Now I’m no linguist (I know, it shows) and my knowledge is limited to the research and reading I carry out, but I understand that use of ‘grow’ (growan: of plants) as an intransitive verb (old English) related first to horticulture/agriculture and has been used in its this sense since the thirteenth century to relate to human beings and animals. Interestingly the OED describes the first use of ‘grow’ as a transitive verb (with an object) in an agricultural or horticultural context as an 18th century innovation, meaning to cultivate or to produce. The literature seems to describe the transitive use of ‘grow’ in contexts such as business or politics as a 20th century innovation, often citing the early 90’s political campaigning of Bill Clinton, where he planned to “grow the economy”.
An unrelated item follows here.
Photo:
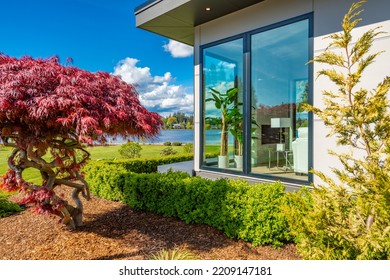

I’m always happy to receive feedback from members on IfL’s communication style and this particular issue not only made me revisit language learning long forgotten, it has also encouraged me to think more deeply about the traditions of language and the way language evolves. It would be very easy to respond to this feedback by changing the ‘offending’ text to “we aim to increase the range of third party special offers and discounts that we offer to members.....” and that may well be the right thing to do, but shouldn’t a professional body also reflect language as it evolves?

I’m really keen to hear the views of IfL’s members, those with expertise in linguistics and those with an interest in language.

2 comments:

Ben Beaumont said...

This is indeed an interesting one (for linguists, at least), and while I generally am happy to accept language change, in this case I might be a little slow to.

The first time I heard 'grow' being used transitively in a non-agricultural sense was in a business planning meeting for a private organisation ("We need to grow the market share"). I immediately recoiled against its use preferring the more traditional 'increase'.

The fact that certain high profile characters have started to use 'grow' as a stylistic feature of their discourse seems to be part of a growth of language, encouraging greater semantic variety of particular pieces of lexis (or words!).

I suppose the question is when do we prescribe or describe language use, and indeed when do we encourage its growth across contextual fields? I have to say that on an educational institution's website, I currently prefer 'increase offers' compared to 'grow offers' but accept that in time, this innovative use of 'grow' across contexts may well be prescribed rather than described. However, I don't think we're quite there yet.

Unknown said...

I'm no linguist, conformist or traditionalist. Hence does it really matter whether 'grow or increase' is the correct word ??? As long people get the gist of the subject context isn't that enough !!!